Foucault: Discipline, Power and Photography

This exercise asks us to think about the key messages in (Green, 2005) which discusses the implications for photography of Foucault’s work on the interrelation of power and discipline. The article identifies the surveillance aspect of a key feature in the exercise of power, and although it does not mention them specifically there are a number of old photographs illustrating the article that display this aspect. The photos appear to have a colonial descent, and specifically they show non-whites in situations which would almost certainly not be tolerated for pictures of Europeans i.e unclothed and subject to physical measurements.
The article also observes that the mechanisms of power operate at all levels in society – some arguing that it is all pervasive and so impossible to resist. It is not explicitly stated but this seems to have genuine relevance for photography as seen, for example, in the use of embarrassing selfies as a primitive form of blackmail on social media.
Green notes that Foucault suggests that we must engage with this power at the point of application and come up with forms of photography that can act in opposition to it.
I’m struck here by the application to celebrity photography. Celebrities are, to some extent created through the mechanisms of surveillance – we want to see their films, we want to know about their lives. Their celebrity status is seated in their ability to control the surveillance they need to maintain that celebrity. At the same time, the mass media exert power over them by publicising their human imperfections as revealed by paparazzi photography – imposing bodily and behavioural norms – which the celebrities then attempt to resist at a local level by using the courts to maintain some privacy, some freedom from uncontrolled surveillance. Photographers then complain bitterly about such attacks on their own freedom to photograph who and what they like – in other words their ability to exert power over non-celebrities who do not have the ability to resort to the law.

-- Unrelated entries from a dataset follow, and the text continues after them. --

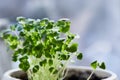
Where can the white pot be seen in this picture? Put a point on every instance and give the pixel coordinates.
(99, 72)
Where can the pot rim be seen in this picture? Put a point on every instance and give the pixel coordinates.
(113, 76)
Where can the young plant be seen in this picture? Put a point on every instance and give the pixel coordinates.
(43, 48)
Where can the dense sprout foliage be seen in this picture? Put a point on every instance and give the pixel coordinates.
(42, 47)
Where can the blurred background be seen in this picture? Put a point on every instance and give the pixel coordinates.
(97, 22)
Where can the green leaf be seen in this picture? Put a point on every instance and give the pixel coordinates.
(21, 18)
(35, 68)
(23, 59)
(64, 57)
(44, 22)
(79, 56)
(64, 25)
(102, 66)
(43, 62)
(94, 64)
(51, 69)
(13, 27)
(72, 48)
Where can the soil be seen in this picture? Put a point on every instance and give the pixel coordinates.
(71, 75)
(81, 75)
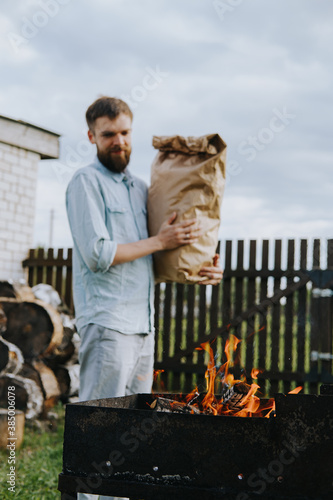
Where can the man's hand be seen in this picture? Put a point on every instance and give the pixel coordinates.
(214, 273)
(172, 235)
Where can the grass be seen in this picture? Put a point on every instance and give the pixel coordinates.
(38, 461)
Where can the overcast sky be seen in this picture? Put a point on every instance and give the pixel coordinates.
(258, 72)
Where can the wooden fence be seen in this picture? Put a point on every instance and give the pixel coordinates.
(276, 296)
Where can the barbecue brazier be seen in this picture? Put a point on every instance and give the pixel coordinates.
(121, 447)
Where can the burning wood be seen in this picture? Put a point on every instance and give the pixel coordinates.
(171, 406)
(237, 397)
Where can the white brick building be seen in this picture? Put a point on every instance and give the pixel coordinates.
(22, 145)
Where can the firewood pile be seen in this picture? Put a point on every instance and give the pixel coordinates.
(38, 349)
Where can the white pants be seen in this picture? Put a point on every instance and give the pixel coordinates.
(113, 364)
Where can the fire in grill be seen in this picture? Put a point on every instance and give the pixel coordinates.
(123, 447)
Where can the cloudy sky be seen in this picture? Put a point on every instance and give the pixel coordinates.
(258, 72)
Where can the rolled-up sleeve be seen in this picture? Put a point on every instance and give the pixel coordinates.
(86, 215)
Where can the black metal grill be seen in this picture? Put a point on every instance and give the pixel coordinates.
(121, 447)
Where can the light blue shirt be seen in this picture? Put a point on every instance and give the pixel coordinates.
(104, 209)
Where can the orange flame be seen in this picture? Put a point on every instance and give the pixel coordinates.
(239, 404)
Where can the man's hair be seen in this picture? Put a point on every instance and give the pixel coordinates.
(106, 106)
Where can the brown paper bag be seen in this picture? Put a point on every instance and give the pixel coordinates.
(187, 176)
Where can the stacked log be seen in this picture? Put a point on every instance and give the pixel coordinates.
(38, 354)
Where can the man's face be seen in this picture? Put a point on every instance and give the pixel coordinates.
(113, 141)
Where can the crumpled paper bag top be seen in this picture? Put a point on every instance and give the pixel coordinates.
(187, 176)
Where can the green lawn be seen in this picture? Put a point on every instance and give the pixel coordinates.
(38, 461)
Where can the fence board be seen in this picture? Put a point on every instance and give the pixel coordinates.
(278, 335)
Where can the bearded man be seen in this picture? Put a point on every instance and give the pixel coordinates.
(113, 281)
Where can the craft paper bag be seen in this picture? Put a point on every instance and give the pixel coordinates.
(187, 176)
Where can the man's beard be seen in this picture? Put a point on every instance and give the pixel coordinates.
(115, 163)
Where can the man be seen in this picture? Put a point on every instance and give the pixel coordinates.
(112, 261)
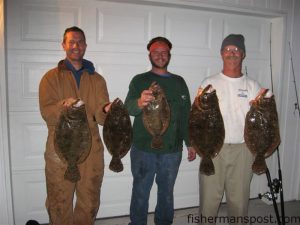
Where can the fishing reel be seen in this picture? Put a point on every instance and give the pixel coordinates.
(273, 194)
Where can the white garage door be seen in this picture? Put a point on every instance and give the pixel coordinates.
(117, 35)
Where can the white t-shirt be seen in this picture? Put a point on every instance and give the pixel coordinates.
(234, 96)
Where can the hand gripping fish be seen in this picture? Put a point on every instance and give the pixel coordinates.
(206, 128)
(72, 139)
(156, 116)
(117, 134)
(262, 129)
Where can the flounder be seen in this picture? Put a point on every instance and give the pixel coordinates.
(117, 134)
(72, 139)
(206, 128)
(156, 116)
(262, 129)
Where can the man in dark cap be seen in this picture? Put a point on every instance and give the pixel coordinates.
(233, 171)
(147, 162)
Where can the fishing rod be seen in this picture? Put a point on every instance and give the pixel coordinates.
(295, 85)
(275, 185)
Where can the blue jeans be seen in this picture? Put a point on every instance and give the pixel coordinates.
(144, 167)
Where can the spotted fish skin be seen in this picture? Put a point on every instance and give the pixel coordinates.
(261, 131)
(72, 139)
(117, 134)
(156, 116)
(206, 128)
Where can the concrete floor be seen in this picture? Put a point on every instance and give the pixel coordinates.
(259, 213)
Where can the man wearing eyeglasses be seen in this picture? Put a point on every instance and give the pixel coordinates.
(233, 171)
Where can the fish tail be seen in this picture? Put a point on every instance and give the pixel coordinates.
(72, 173)
(116, 164)
(259, 165)
(157, 142)
(206, 166)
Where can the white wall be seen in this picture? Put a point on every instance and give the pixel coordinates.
(6, 213)
(24, 54)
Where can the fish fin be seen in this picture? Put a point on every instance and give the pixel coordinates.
(116, 164)
(157, 142)
(259, 165)
(207, 166)
(72, 173)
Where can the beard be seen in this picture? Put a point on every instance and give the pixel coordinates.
(164, 66)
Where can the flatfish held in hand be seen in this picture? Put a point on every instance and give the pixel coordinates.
(156, 116)
(117, 134)
(72, 139)
(206, 128)
(262, 129)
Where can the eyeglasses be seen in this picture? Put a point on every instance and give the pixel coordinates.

Is this over-thinking it? I don’t believe it is. For example, it seems highly unlikely to me that the drunken individuals photographed by Dench (discussed here) really wanted their images displayed on the internet, but they are by and large powerless to prevent it. While it could be argued that this is simply society imposing its moral power on those who transgress, who placed the moral right to act as enforcers into the hands of photographers?